L’écho de la presqu’ile

// Author: Didier // 0 Comments

Le photographe Didier Carluccio sublime la personne âgée

Le photographe nazairien expose 50 œuvres à Nantes. L’occasion de découvrir un travail original autour de modèles inattendus : les personnes âgées.

Lorsque l’on appelle Didier Carluccio, il n’est pas à Saint-Nazaire. Le photographe voyage. « Je suis un itinérant ». Il est en fait à Joué-les-Tours, sur un nouveau projet. Un shooting de membres d’un Ehpad, costumés sur le thème de la révolution française. Moyenne d’âge : 100 ans. Étonnant ? Pas tellement pour l’artiste. Voilà plus de vingt ans que le Nazairien s’intéresse aux personnes âgées. Et nous fait poser sur eux un nouveau regard.

C’est ce que l’on découvre avec une exposition d’une cinquantaine de ses clichés, au Gérontopôle de Nantes, visible jusqu’au 31 mai.

« J’ai découvert un milieu qui m’inspirait »

Cela a commencé par une rencontre. Un anniversaire.

« On m’avait sollicité pour une mamie de 85 ans ».

Didier Carluccio débarque dans une maison de retraite. Une structure qui peut effrayer, comme le rappel de sa propre vieillesse et de l’inéluctable. Pas pour le photographe. « J’ai découvert un milieu qui m’inspirait ». Des visages « atypiques », des silhouettes « courbées »...

« Il y a de quoi en faire des portraits et des scènes de vie ».

Sortir de l’ombre

Ce contre-pied de l’anxiogène l’amuse d’ailleurs.
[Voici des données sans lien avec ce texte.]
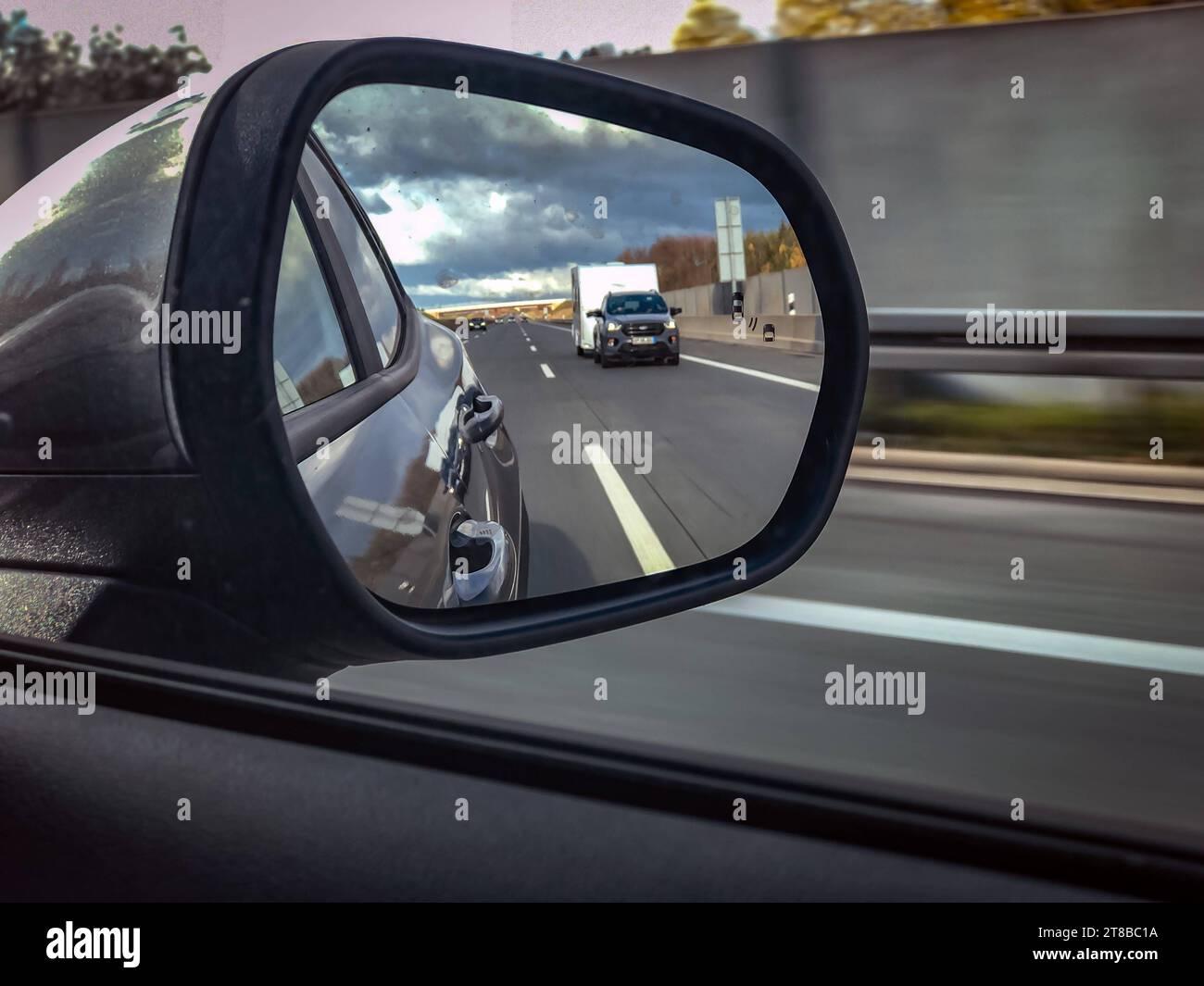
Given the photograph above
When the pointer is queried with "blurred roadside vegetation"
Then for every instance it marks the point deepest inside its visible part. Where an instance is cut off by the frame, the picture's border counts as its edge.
(1120, 430)
(47, 71)
(709, 24)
« Cela devient un jeu, pour eux comme pour moi ».

Un jeu avec plusieurs portées : d’abord sur la confiance en soi de ses modèles.

« J’ai créé une fenêtre pour sortir ces personnes de l’ombre, je les revalorise. Il existe de très beaux papis, de très belles mamies ».

Didier Carluccio ne cache pas les rides, les affaissements, les cheveux blancs. Bien au contraire.

« Je veux montrer cette réalité, ces visages sortis de toute illusion ».

Comme une attaque « aux icônes du jeunisme ambiant ». L’artiste le fait aussi pour la mémoire.

« Je photographie des dinosaures ! Bientôt ils n’existeront plus ».

« Les regards changent »

Le travail de Didier Carluccio se fait de plus en plus connaître et le photographe se déplace aujourd’hui dans 18 départements.

« Cela commence à porter ses fruits. Les regards changent ».

D’ailleurs, les premiers concernés savent bien qu’ils retrouvent de leur splendeur dans l’objectif du Nazairien.

« Je n’ai jamais senti de réticence ».